Amendment 94 withdrawn.
Amendment 95 not moved.
Clause 8 agreed.
Clause 9: Notice to supply information
Amendment 96 and 97 not moved.
Clause 9 agreed.
Clauses 10 and 11 agreed.
Clause 12: Offences
Amendments 98 to 106 not moved.
Clause 12 agreed.
Amendment 107 not moved.
Clause 13 agreed.
Clause 14: Civil penalties
Amendment 108 not moved.
Clause 14 agreed.
Clause 15 agreed.
Clause 16: Imposition of penalty
Amendment 109 not moved.
Clause 16 agreed.
Clause 17 agreed.
Clause 18: Civil penalties and criminal proceedings
Amendment 110 not moved.
Clause 18 agreed.
Clauses 19 and 20 agreed.
Clause 21: Guidance
Amendment 111 not moved.
Clause 21 agreed.
Clause 22: Charges
Amendments 112 and 113 not moved.
Clause 22 agreed.
Clause 23: Power to make further provision
Amendment 114 not moved.
Clause 23 agreed.
Clause 24: Regulations
Amendment 114A not moved.
Clause 24 agreed.
Amendment 115 not moved.
Clause 25: Interpretation
Amendments 116 to 118 not moved.
Clause 25 agreed.
My Lords, we gave an indication to the House that the Statement would take place after Amendments 94 and 95. This was for the convenience of, and to give certainty to, all those taking part in the transparency Bill, and to give some certainty to those who wished to be here for the Statement. The rationale behind this is that we have just heard the last of the amendments to Part 1 of the Bill and the House determined last week that Part 2 would not be considered until the middle of December. Therefore, during the rest of the day we will consider Part 3.

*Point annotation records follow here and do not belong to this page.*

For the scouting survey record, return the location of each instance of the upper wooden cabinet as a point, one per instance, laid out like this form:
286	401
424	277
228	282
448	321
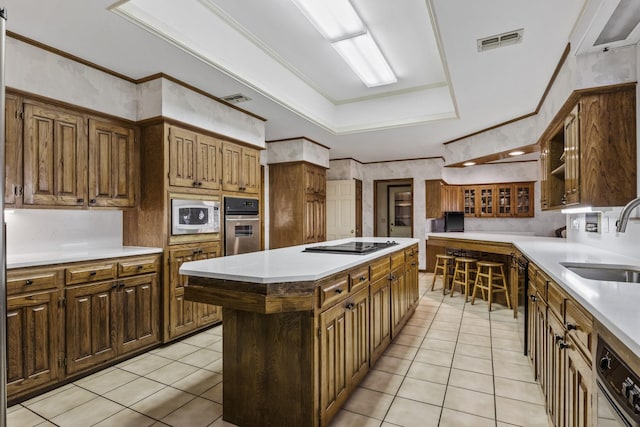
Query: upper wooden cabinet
240	168
194	159
57	157
589	150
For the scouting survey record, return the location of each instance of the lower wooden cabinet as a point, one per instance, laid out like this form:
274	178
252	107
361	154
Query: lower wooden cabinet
187	316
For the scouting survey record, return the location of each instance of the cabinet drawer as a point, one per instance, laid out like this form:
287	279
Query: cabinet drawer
136	266
90	273
358	278
334	290
579	325
32	280
379	268
397	259
555	299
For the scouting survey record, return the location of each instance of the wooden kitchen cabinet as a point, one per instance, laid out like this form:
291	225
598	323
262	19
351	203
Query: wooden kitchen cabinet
186	316
240	168
34	341
297	194
194	159
589	150
112	164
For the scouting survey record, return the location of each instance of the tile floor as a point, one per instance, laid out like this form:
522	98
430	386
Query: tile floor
453	364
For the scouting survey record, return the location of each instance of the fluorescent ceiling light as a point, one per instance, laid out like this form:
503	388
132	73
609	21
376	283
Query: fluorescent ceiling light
364	57
334	19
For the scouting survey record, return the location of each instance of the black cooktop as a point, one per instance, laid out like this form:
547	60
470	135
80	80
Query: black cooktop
352	248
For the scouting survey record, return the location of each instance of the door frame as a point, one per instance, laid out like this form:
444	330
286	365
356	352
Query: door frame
397	181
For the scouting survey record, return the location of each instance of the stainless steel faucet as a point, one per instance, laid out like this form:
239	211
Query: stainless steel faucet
621	224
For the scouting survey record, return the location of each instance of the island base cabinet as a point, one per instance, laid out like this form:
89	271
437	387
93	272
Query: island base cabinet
32	341
279	348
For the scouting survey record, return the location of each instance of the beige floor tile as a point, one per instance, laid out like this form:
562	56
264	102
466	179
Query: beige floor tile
521	413
163	402
214	393
473	350
383	382
175	351
369	403
134	391
443	335
393	365
201	357
519	390
143	366
434	357
199	412
428	372
451	418
401	351
198	382
126	418
469	401
62	402
409	413
471	381
20	416
351	419
474	340
171	373
513	371
101	384
89	413
422	391
474	364
439	345
408	340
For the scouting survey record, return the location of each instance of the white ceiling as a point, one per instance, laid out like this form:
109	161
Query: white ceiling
269	52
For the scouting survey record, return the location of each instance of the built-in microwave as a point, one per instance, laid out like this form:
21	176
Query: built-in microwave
192	216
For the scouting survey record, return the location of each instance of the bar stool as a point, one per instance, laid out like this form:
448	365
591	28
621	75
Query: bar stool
463	275
494	281
443	264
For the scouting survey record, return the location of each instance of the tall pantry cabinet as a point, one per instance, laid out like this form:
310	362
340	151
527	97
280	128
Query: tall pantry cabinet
178	161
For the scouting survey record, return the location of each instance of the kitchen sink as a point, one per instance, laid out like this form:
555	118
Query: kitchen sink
605	272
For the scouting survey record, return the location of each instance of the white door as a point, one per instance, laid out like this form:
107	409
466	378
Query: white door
400	211
341	209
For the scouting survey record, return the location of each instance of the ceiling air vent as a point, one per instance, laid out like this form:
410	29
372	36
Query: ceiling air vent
236	98
500	40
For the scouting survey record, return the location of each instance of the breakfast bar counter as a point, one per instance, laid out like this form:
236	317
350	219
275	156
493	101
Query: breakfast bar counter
302	328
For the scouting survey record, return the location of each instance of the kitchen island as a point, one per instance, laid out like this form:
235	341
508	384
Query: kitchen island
301	329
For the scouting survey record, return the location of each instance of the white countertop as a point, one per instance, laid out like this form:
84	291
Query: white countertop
74	255
614	304
289	264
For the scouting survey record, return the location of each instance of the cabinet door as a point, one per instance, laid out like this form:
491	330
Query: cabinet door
334	378
138	308
208	163
55	159
578	388
398	299
250	170
12	151
380	317
32	341
182	167
469	202
91	325
112	168
358	336
231	166
523	206
572	157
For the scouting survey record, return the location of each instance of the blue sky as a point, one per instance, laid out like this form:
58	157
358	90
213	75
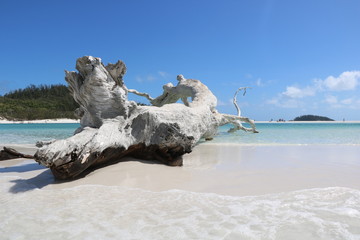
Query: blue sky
299	57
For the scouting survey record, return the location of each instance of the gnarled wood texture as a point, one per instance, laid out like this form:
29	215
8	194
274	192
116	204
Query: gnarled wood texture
113	127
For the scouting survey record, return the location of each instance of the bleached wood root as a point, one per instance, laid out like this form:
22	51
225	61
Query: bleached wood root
113	127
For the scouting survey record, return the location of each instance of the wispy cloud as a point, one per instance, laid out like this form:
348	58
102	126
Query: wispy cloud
163	74
291	97
346	81
295	92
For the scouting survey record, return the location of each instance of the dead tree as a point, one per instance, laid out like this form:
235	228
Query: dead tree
113	127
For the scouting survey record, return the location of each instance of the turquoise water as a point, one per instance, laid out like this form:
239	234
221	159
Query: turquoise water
31	133
294	133
270	133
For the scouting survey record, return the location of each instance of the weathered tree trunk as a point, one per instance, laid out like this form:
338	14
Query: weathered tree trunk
113	127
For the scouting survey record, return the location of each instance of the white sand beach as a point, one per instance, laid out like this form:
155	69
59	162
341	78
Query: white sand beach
217	168
222	192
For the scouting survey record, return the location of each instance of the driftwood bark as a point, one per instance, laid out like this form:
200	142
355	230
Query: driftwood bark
113	127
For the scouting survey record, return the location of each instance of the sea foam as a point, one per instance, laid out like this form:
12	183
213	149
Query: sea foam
112	212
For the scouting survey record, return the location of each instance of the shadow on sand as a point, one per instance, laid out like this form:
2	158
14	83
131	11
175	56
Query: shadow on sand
45	177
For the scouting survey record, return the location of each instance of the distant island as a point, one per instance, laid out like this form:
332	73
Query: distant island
312	118
38	102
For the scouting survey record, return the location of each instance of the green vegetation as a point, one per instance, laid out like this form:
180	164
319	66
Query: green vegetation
312	118
38	102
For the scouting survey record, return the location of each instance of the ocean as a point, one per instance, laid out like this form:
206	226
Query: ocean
94	211
270	133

I can see that my noble friend Lady Warsi, like others, thought the first amendment would take a little longer. It was commendably briefly dealt with—it was a model for the rest—and at this stage I will have to move that the House adjourn during pleasure to enable others to take their places. As we are in Committee, I will first move that the House resume and then that it adjourn during pleasure, I suggest for 10 minutes.